Sascha Frey <sfrey@xxxxxxxxxxxxxxxxxxxxxxxx> · Tue, 15 Mar 2016 10:21:04 +0100

Hi list,

we're experiencing a serious NFSv4 client caching issue when a
client reads a file which was deleted and recreated by another client.

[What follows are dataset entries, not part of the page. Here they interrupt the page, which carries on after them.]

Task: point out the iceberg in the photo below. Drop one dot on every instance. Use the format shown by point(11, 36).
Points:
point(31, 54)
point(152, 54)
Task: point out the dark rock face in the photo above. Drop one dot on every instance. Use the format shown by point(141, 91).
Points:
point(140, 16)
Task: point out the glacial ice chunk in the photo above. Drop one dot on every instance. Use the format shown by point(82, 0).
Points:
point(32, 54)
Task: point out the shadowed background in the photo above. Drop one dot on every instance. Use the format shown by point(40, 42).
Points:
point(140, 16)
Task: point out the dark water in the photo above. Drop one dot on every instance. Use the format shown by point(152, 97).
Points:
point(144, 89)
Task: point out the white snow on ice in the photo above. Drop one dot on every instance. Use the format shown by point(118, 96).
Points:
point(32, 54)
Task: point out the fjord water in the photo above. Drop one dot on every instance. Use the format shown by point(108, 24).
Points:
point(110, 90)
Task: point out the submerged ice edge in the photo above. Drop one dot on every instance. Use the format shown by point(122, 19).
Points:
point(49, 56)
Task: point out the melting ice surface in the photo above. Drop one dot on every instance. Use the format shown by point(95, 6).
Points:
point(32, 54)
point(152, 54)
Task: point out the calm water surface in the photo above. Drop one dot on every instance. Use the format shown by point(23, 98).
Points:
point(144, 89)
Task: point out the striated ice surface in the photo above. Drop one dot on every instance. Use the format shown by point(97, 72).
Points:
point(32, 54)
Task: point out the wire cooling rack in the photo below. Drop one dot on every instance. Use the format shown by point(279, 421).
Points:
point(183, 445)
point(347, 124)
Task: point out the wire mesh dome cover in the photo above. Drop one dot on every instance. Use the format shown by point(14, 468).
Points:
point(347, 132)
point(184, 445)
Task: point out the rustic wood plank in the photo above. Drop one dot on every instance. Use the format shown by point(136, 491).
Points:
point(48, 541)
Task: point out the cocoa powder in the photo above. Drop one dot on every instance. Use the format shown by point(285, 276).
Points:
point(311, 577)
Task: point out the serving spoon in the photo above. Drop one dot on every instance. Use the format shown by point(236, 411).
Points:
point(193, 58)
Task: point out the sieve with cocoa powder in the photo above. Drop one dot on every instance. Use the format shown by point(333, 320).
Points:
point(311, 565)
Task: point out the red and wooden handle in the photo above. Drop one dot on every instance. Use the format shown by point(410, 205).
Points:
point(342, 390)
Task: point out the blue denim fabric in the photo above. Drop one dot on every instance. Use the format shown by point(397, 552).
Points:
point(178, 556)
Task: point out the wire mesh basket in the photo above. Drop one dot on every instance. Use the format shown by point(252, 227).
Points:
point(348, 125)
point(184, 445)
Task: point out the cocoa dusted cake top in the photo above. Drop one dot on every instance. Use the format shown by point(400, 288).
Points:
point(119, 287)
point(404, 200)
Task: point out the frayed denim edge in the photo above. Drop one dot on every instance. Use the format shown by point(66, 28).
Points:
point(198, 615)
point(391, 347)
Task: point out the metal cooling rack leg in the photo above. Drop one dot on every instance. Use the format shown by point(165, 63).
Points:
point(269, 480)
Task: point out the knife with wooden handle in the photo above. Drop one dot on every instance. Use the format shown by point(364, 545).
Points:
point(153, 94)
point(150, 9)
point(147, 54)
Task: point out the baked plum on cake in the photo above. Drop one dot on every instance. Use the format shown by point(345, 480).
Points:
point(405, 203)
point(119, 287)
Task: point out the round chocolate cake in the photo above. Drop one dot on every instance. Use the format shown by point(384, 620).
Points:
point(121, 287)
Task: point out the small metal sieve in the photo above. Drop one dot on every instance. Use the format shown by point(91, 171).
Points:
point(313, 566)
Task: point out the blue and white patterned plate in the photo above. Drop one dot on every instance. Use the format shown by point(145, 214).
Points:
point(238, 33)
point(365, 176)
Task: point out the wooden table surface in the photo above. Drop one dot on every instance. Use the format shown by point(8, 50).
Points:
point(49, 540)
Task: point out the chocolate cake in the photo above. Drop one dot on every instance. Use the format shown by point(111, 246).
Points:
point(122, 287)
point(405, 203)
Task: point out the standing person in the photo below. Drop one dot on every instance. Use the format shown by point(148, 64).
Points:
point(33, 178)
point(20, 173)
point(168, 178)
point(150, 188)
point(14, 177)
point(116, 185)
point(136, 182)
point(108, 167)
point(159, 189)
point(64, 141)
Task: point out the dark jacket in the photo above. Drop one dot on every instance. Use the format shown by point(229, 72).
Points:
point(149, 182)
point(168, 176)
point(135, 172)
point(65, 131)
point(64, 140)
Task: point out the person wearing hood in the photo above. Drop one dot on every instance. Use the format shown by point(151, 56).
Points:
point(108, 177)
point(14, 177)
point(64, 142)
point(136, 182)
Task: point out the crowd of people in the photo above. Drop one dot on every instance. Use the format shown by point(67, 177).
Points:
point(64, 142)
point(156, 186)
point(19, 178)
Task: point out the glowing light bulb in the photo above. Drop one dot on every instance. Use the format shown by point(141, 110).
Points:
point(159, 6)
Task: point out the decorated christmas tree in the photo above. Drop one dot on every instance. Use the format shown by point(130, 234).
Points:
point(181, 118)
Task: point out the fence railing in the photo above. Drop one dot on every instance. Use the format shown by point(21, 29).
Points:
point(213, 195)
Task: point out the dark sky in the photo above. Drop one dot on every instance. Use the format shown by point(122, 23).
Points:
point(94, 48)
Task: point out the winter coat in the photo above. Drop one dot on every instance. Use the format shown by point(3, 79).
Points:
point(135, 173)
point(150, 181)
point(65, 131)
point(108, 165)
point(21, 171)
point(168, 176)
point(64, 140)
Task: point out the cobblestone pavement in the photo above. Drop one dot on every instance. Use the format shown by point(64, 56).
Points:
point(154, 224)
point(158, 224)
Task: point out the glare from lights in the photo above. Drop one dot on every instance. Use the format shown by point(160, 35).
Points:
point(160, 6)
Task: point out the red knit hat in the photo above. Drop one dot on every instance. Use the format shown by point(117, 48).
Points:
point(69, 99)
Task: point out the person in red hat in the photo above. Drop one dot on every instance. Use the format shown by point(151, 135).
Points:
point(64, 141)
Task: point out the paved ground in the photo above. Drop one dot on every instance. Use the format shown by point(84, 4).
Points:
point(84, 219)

Steps to reproduce the problem:

root@client1:~# mount -t nfs -o rw,vers=4,sec=sys,hard,intr 129.70.150.53:/vol/testvol5 /mnt
root@client2:~# mount -t nfs -o rw,vers=4,sec=sys,hard,intr 129.70.150.53:/vol/testvol5 /mnt

user@client1:~$ echo foo > /mnt/bar
user@client2:~$ cat /mnt/bar
foo
user@client1:~$ rm /mnt/bar ; echo quux > /mnt/bar
user@client2:~$ cat /mnt/bar
cat: /mnt/bar: Input/output error

Even after waiting some hours the i/o error is still there.
'ls' on target directory fixes the problem immediately:

user@client2:~$ ls /mnt
bar
user@client2:~$ cat /mnt/bar
quux

Dropping the inode cache also works:
root@client2:~# sync
root@client2:~# echo 2 > /proc/sys/vm/drop_caches

We tried different mount options (lookupcache=none, noac, ...),
but nothing helped.

NFS server: EMC ISILON NAS cluster

Clients: Ubuntu 14.04 LTS
Kernels tried: Ubuntu linux-image-3.16.0-40-generic, vanilla 3.18.1,
vanilla 4.4.0

Also affected:
- Debian Jessie (kernel 3.16)
- Ubuntu 16.04 beta/alpha (Ubuntu kernel 4.4.0-12-generic)

No affected:
- CentOS 6 (kernel 2.6.32)
- Debian Wheezy (kernel 3.2)

This problem does only occur when using NFS protocol version 4,
not with vers=3.

I dumped the network traffic between NFS server and client2
(I attached the dump).

Does anybody know what's happening and how to fix this issue?

Cheers,
Sascha
Attachment:
tcpdump-client2.cap.gz

Description: application/gzip